SR for the response function $A$ versus the noise amplitude $a$ at various values of the friction coefficient $\gamma$. Other parameter values: $A_0=\omega =1$, $\nu =0.1$, $\alpha =0.1$, and $\Omega =1.8$. (1) Solid line: $\gamma =1.3$; (2) dashed line: $\gamma =1.5$; (3) dotted line: $\gamma =2.85$; (4) dashed-dotted line: $\gamma =2.3$. Note that in the case of curve (4), $\gamma =2.3$, the phenomenon of stochastic resonance is absent. The inset emphasizes the nonmonotonic behavior of the curve (3).

Figure 6

A plot of the phase diagrams for SR in the $\gamma -\alpha$ plane at $A_0=\omega =1$. In the unshaded region the resonance of $A$ versus the noise amplitude $a$ is impossible. In the light gray region the function $A\left(a\right)$ exhibits a maximum at $a_m>a_{cr}$ [see Eq. (7)], i.e., at $a_m$ the first moment of the oscillator displacement $⟨X\left(t\right)⟩$ is unstable. In the dark gray domain a stochastic resonance for $A$ vs $a$ occurs (in the stability region).

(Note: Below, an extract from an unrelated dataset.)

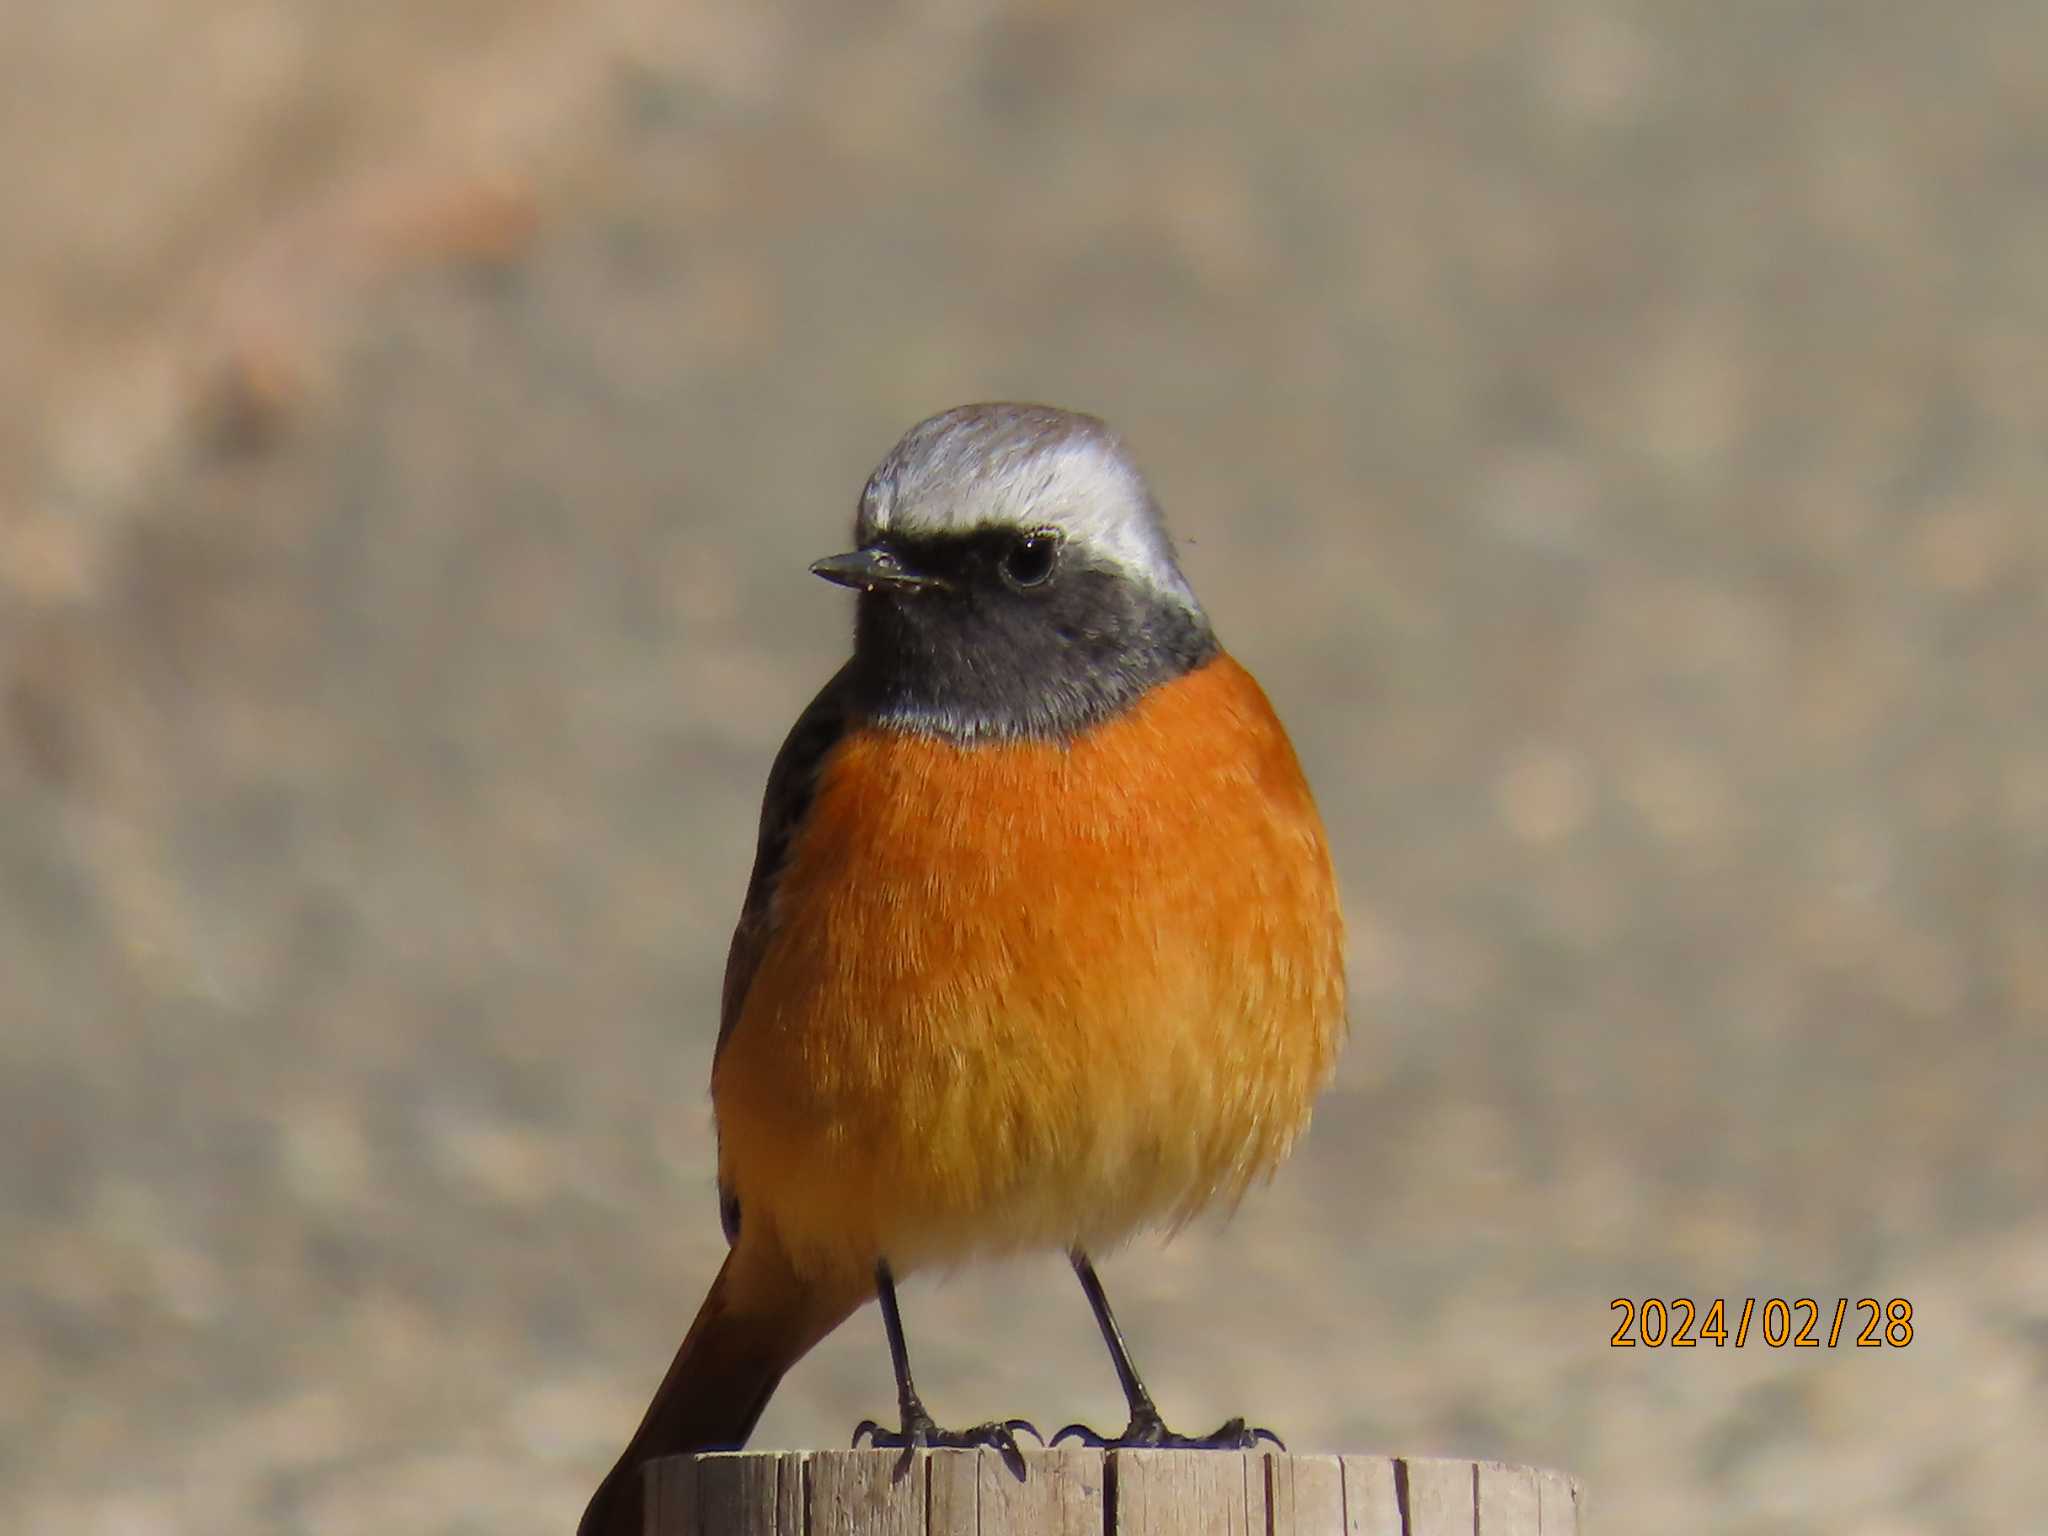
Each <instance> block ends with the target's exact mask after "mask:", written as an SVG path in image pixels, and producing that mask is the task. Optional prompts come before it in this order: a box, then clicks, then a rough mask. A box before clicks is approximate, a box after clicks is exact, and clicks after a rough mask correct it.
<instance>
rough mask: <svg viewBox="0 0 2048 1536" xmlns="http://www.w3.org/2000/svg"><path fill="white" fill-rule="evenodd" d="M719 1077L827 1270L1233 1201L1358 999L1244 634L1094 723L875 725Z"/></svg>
mask: <svg viewBox="0 0 2048 1536" xmlns="http://www.w3.org/2000/svg"><path fill="white" fill-rule="evenodd" d="M774 903H776V905H774V922H776V932H774V938H772V940H770V944H768V948H766V952H764V956H762V963H760V971H758V973H756V979H754V985H752V989H750V993H748V997H745V1004H743V1008H741V1014H739V1022H737V1026H735V1030H733V1034H731V1040H729V1047H727V1049H725V1053H723V1055H721V1059H719V1065H717V1073H715V1077H713V1102H715V1106H717V1114H719V1147H721V1159H719V1161H721V1182H723V1184H727V1186H729V1188H733V1190H735V1192H737V1196H739V1204H741V1210H745V1212H748V1221H752V1219H754V1212H760V1219H762V1221H764V1223H768V1225H772V1229H774V1235H776V1237H778V1239H780V1243H782V1245H784V1247H786V1249H788V1253H791V1260H793V1262H795V1264H797V1266H799V1268H805V1270H834V1272H842V1274H852V1276H866V1272H868V1270H870V1268H872V1266H874V1262H877V1257H881V1255H889V1257H891V1260H893V1262H895V1264H899V1266H911V1264H920V1262H952V1260H961V1257H967V1255H971V1253H983V1251H1004V1249H1018V1247H1077V1245H1079V1247H1092V1245H1100V1243H1108V1241H1114V1239H1118V1237H1122V1235H1126V1233H1128V1231H1133V1229H1135V1227H1141V1225H1147V1223H1155V1221H1163V1223H1176V1221H1182V1219H1186V1217H1188V1214H1192V1212H1194V1210H1198V1208H1200V1206H1204V1204H1208V1202H1210V1200H1219V1198H1221V1200H1233V1198H1235V1196H1239V1194H1241V1192H1243V1188H1245V1186H1247V1182H1251V1180H1253V1178H1257V1176H1262V1174H1268V1171H1272V1167H1274V1165H1276V1163H1278V1161H1280V1159H1282V1157H1284V1155H1286V1151H1288V1147H1290V1145H1292V1141H1294V1137H1296V1133H1298V1130H1300V1128H1303V1124H1305V1122H1307V1118H1309V1106H1311V1100H1313V1096H1315V1092H1317V1090H1319V1087H1321V1085H1323V1081H1325V1077H1327V1073H1329V1065H1331V1057H1333V1053H1335V1044H1337V1034H1339V1026H1341V1012H1343V977H1341V918H1339V911H1337V895H1335V883H1333V877H1331V866H1329V854H1327V850H1325V846H1323V829H1321V821H1319V817H1317V813H1315V805H1313V801H1311V797H1309V788H1307V784H1305V780H1303V776H1300V768H1298V764H1296V760H1294V752H1292V748H1290V745H1288V739H1286V733H1284V731H1282V729H1280V723H1278V721H1276V719H1274V713H1272V707H1270V705H1268V702H1266V694H1264V692H1262V690H1260V686H1257V684H1255V682H1253V680H1251V676H1249V674H1247V672H1245V670H1243V668H1241V666H1237V664H1235V662H1233V659H1231V657H1227V655H1219V657H1214V659H1212V662H1208V664H1206V666H1202V668H1198V670H1196V672H1190V674H1188V676H1184V678H1180V680H1176V682H1169V684H1165V686H1159V688H1155V690H1151V692H1149V694H1145V698H1141V700H1139V702H1137V705H1135V707H1133V709H1130V711H1128V713H1126V715H1122V717H1120V719H1116V721H1110V723H1106V725H1102V727H1098V729H1094V731H1090V733H1087V735H1083V737H1079V739H1077V741H1073V743H1071V745H1061V743H1051V741H1010V743H1001V745H954V743H950V741H942V739H936V737H928V735H911V733H901V731H891V729H864V731H856V733H852V735H850V737H848V739H846V741H842V743H840V745H838V750H836V752H834V754H831V758H827V762H825V766H823V772H821V778H819V786H817V799H815V801H813V805H811V813H809V817H807V821H805V827H803V831H801V834H799V836H797V838H795V842H793V846H791V856H788V864H786V868H784V872H782V879H780V883H778V887H776V897H774Z"/></svg>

The thin dashed line depicts the position of the critical memory exponent ${\alpha }_c$, [Eq. (33)]. Panel (a): $\nu =0$, $\Omega =0.6$; panel (b): $\nu =1.0$, $\Omega =0.6$; panel (c): $\nu =0$, $\Omega =1.8$; panel (d); $\nu =1.0$, $\Omega =1.8$.

Figure 7

SR for $A^2$ versus the noise switching rate $\nu$, computed from Eq. (14) at various values of the friction coefficient $\gamma$. Other parameter values: $A_0=\omega =1$, $a^2=0.3$, $\alpha =0.3$, and $\Omega =0.8$. Solid line: $\gamma =0.04$; dashed line: $\gamma =0.05$; dotted line: $\gamma =0.06$; dashed-dotted line: $\gamma =0.1$. Note that in the case of $\gamma =0.1$ the phenomenon of stochastic resonance is absent.